Après son excellent The Grand Budapest Hotel, Wes Anderson est de retour à l’animation. Depuis son cultissime Fantastic Mr Fox, le cinéaste n’était pas revenu à cette manière d’aborder le cinéma : l’animation en stop motion. Pour les néophytes, le stop motion est une animation image par image, elle était utilisée par les premiers concepteurs d’effets spéciaux. Wes Anderson a fait appel au chef opérateur Tristan Oliver, un spécialiste de la stop motion qui a notamment travaillé sur de grands films des studios Claymation, comme les courts-métrages de Wallace et Gromit, ou des films comme Chicken Run et L’Étrange pouvoir de Norman. Les deux hommes avaient déjà collaboré sur Fantastic Mr. Fox. Critique de l’Île aux Chiens, chef d’oeuvre de monsieur Anderson.
Une esthétique renversante
Tout est beau dans L’Île aux Chiens. Wes Anderson sait tenir une caméra comme personne. Il a un énorme soucis du détail et de la proportionnalité. Chaque plan est égal, parfaitement symétrique. C’est la signature de ce cinéaste qui parvient, à chaque fois, à transcender sa propre photographie. Wes Anderson est l’un des meilleurs photographes du cinéma contemporain avec ses plans symétriques. L’Île aux Chiens ne déroge pas à la règle mais ce n’est pas tout. Dans son nouveau film, chaque plan a une épaisseur impressionnante. Les animaux sortent pratiquement de l’écran, avec des gros plans sublimes, presque en relief. Ironie : L’Île aux Chiens mériterait presque d’être vu en 3D, bien plus que de nombreux blockbusters formatés pour les besoins de la 3 dimension. Les chiens viennent face caméra et permettent de mettre en avant tout le travail des costumiers et sur les décors, déjà parfaits avec Fantastic Mr Fox. Les explosions sont faites avec du coton, les décors avec du carton patte, etc… Tout est fait à la main. Le réalisme est saisissant, la beauté confondante et le stop motion apporte une nostalgie perdue, une simplicité noyée dans les innombrables CGI habituels des productions à gros budgets.

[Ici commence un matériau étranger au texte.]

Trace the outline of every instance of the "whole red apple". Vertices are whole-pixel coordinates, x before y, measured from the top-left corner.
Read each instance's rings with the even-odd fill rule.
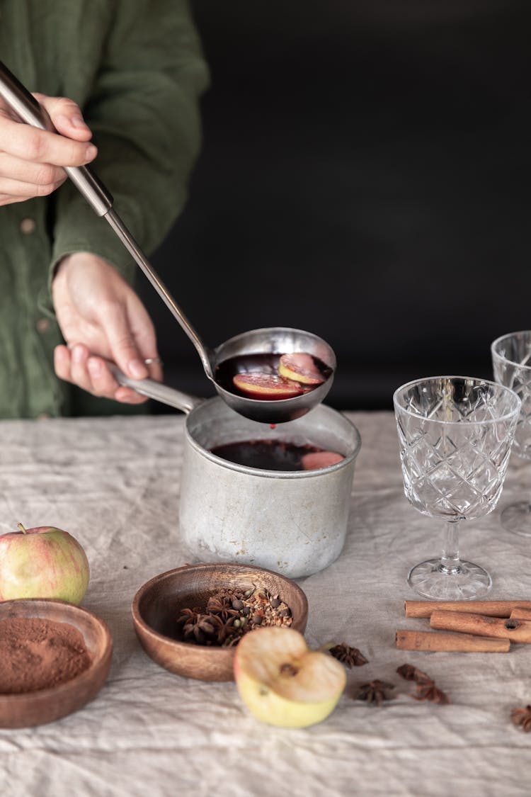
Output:
[[[90,568],[78,541],[61,528],[39,526],[0,536],[0,600],[56,598],[80,603]]]

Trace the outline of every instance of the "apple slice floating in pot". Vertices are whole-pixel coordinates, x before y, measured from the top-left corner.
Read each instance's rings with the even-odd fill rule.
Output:
[[[314,358],[305,351],[283,354],[279,363],[279,374],[287,379],[294,379],[303,385],[322,385],[325,381]]]
[[[232,377],[235,387],[244,393],[250,398],[262,400],[278,400],[279,398],[293,398],[303,393],[301,386],[297,382],[285,379],[276,374],[263,374],[251,372],[236,374]]]

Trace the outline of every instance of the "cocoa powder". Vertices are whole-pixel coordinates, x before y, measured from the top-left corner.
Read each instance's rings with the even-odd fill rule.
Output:
[[[37,617],[0,620],[0,694],[57,686],[90,663],[83,635],[69,623]]]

Wes Anderson offre quelques superbes mouvements de caméra qui accompagnent les personnages et leurs mouvements. Dans quelques références aux westerns, Wes Anderson parvient à trouver des angles originaux, des coups de caméra qui passionnent le spectateur. La bande originale d’Alexandre Desplat appuie un peu plus la féerie, tandis que le casting vocal est renversant : Bill Murray, Bryan Cranston, Frances McDormand, Edward Norton, Liev Schreiber, Greta Gerwig, F. Murray Abraham, Scarlett Johansson, Jeff Goldblum, Harvey Keitel et Tilda Swinton.
Un parallèle politique intelligent.
En plus de son approche visuelle irréprochable, L’Île aux Chiens porte un message social et humaniste intemporel. Ces chiens sont la matérialisation des peuples isolés, délaissés, un parallèle avec les minorités muselées et rejetées. Ce peuple chien est une représentation des problèmes d’immigration et de vivre ensembles qui touchent notre société moderne. Le manque de place, le manque d’accès à la santé, le manque de solidarité sont les mots d’ordre de cette fable moderne. A la manière de Jean de La Fontaine, Wes Anderson utilise les animaux pour se moquer des Hommes. Une société dominée par le bon vouloir patriarcal d’un seul homme prêt à tout pour garder son pouvoir. Une société où la contestation est punie de mort. Une société hypocrite dans laquelle les minorités sont maltraitées. Clair, simple et concis. En plus d’être une profonde oeuvre pop culturelle, L’Île aux Chiens est également un puissant manifeste contre notre société moderne.
Cette Île aux Chiens est également une critique de notre société de consommation, de la pollution qui ne cesse d’augmenter. L’Homme ne sait plus quoi faire de ses déchets. Le continent de plastique augmente chaque jour et pourrait bientôt finir en immense île comme celle imaginée par Wes Anderson.
Comme à son habitude Wes Anderson dévoile une esthétique renversante, une image pleine de relief, des chiens attachants et un visuel superbe. Avec son parallèle sur l’isolation des minorités, L’île aux Chiens est porteur d’une identité forte, téméraire, préférant l’aventure à la soumission.